April 20, 2009

Operating income in 2Q09 declined 16% yoy and 27% qoq to S$93.8m as falling print ad sales affected the profits from the core media business. Net profit declined 13% yoy to $87m and was within our expectations. The Group booked a net investment loss of $32m in 1H09. A lower than expected interim dividend of $0.07/shr was declared (1H08: $0.08/shr).

Print ad revenue declined 19% yoy to S$145.9m due to falling display ad (-16% yoy) and classified ad (-26% yoy) revenues. The visibility of display ad revenue remains low as the lead time for advanced booking stayed at one week. However, the average newsprint charge-out price is following the downtrend in commodity prices and our FY09-10F earnings have been raised by 3% partly due to lower newsprint cost assumption.

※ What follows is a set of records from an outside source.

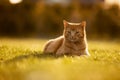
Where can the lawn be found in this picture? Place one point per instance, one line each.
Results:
(22, 59)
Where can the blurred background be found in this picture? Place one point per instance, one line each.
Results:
(44, 18)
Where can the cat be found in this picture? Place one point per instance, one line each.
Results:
(72, 42)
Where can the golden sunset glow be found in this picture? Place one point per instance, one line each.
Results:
(113, 2)
(15, 1)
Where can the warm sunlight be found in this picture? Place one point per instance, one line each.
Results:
(15, 1)
(113, 2)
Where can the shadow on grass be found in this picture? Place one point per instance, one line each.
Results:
(35, 55)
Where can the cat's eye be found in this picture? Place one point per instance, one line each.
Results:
(68, 32)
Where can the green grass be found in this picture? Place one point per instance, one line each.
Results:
(103, 64)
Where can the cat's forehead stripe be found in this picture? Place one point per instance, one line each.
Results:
(74, 23)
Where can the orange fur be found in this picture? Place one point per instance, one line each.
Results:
(73, 41)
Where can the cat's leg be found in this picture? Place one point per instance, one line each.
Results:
(86, 52)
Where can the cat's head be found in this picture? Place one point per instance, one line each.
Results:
(74, 32)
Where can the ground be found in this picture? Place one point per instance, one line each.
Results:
(22, 59)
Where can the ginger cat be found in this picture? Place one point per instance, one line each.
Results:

Sky@Eleven remains on track for TOP in CY2010. To date, 46% of the project’s revenue has been recognized. According to data from URA, resale units below the average launch price of $960psf represent less than 2% of total units in the project. Retail space at Paragon is fully occupied but office vacancy lowered overall occupancy rate to 98%. Further downward pressure in office and retail rental revenue is expected.

Group investible fund dipped to $0.9b mainly due to the dividend distribution in Dec-08 and a $33.8m net loss from externally managed fund. 80% of the fund is now internally managed, compared to 50% previously. Effectively, the cut in interim divided dampened hopes of bumper dividends for the 25th anniversary this year, but the Group’s policy of paying out the bulk of recurring income remains unchanged. Our FY09F DPS estimate has been revised up to 22.3 cts following our earnings revision.

Our SOTP target price is lowered from $3.25 mainly due to a smaller unrecognized development profit. Driven by out-performance in the recent weeks, the implied valuation of its media business is at its ten-year trough of 11x PER, compared to 8x in early March. Adjusted P/NTA is still below historical low of 2x, even as we assume a 20% drop in revaluation surplus. We maintain Buy, based on yield of 8.0% and potential capital appreciation of 10%.